St. Francis of Assisi Church in the interfaith shrine

Michigan-based Salafist preacher Sheikh Al-Imām Ahmad Musa Jibril slammed the “newly manmade cocktail religion” called “Abrahamic religion” which is “used to cover the poison of kufr [a derogatory term for “unbeliever”] and interfaith.” 

“If you are against interfaith and Abrahamism and you hate it and you hate those who call for it, then you are the true followers of Ibrahim, not the opposite,” Jibril said in a lengthy video that YouTube identified as “inappropriate or offensive to some audiences.” 

In 2020, Pope Francis invited Judge Mohamed Abdel-Salam, secretary general of the Higher Committee of Human Fraternity, to the Vatican to discuss the progress made on building the Abrahamic interfaith shrine, Church Militant reported.

An HCHF statement stressed that, during the meeting, the Holy Father expressed his “keenness to activate the [human fraternity] document globally” and “turn its principles into reality.”

Not the Same God

In 2021, a coalition of Jews, Christians and Muslims laid the foundation stone of a 47-million-euro interfaith shrine on the ruins of the 12th-century St. Peter’s Catholic Church in Berlin.

L’Osservatore Romano, the pope’s official newspaper, praised the project as an “innovative project that creates a common space for the three great, monotheistic religions.”

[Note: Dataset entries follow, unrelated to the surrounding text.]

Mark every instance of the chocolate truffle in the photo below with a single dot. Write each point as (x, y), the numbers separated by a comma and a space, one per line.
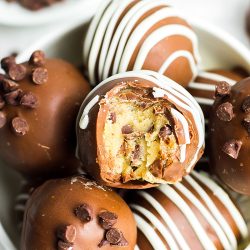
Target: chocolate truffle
(37, 118)
(194, 214)
(134, 35)
(230, 137)
(141, 129)
(204, 86)
(75, 213)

Cardinal Miguel Ángel Ayuso Guixot, president of the Pontifical Council for Interreligious Dialogue, who attended the shrine’s inauguration, called it “a concrete example for people of different religions, cultures, traditions, and beliefs to return to the essential: love of neighbor.”

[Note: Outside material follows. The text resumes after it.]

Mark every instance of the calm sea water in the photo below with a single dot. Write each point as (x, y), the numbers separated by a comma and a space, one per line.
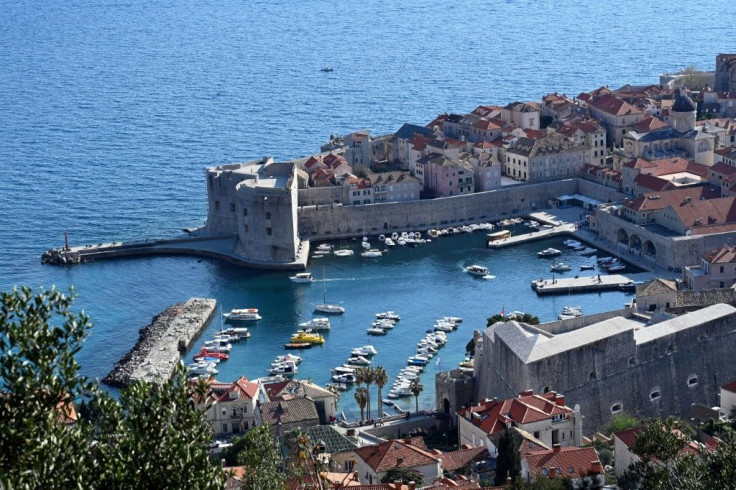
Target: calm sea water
(109, 111)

Muslim/Christian dialogue is seen on the Muslim side as an opportunity to proselytize for Islam.

Elsewhere, Cdl. Fitzgerald has argued that “Muslims believe in one God, and since there is only one God, they believe in the same God as us.” 

But in their book Not the Same God, Islamic scholars Sam Solomon and Atif Debs write that “the Allah of Islam as expressed in the doctrine of Islamic Monotheism (i.e. Tawheed) is the diametric opposite of the Triune LORD God of the Bible.”

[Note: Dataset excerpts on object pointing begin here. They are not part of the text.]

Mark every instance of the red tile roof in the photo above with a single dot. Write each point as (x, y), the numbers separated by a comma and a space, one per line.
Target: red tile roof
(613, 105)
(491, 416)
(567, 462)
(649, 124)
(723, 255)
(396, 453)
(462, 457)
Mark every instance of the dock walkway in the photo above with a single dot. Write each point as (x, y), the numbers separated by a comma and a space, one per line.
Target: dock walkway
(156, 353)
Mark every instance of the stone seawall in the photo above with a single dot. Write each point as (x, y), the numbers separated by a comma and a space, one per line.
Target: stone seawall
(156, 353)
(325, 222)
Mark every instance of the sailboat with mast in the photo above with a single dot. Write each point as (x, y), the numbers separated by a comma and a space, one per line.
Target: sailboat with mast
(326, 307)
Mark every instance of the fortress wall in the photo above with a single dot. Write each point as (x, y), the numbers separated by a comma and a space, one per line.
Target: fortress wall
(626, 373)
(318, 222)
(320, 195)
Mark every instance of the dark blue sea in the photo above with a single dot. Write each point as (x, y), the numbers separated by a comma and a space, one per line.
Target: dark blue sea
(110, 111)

“The Qur’an, although seemingly innocent — its main objective was and is to undo the message and mission of Christ,” Solomon and Debs warn. 

The St. Francis of Assisi Church will be consecrated at a later date, which will allow Catholic sacraments to be celebrated there.

Cardinal Fitzgerald’s book Journeying With Muslims: Listening, Praying and Working Together, published by Islamic Studies Association, New Delhi, was released in India in 2022.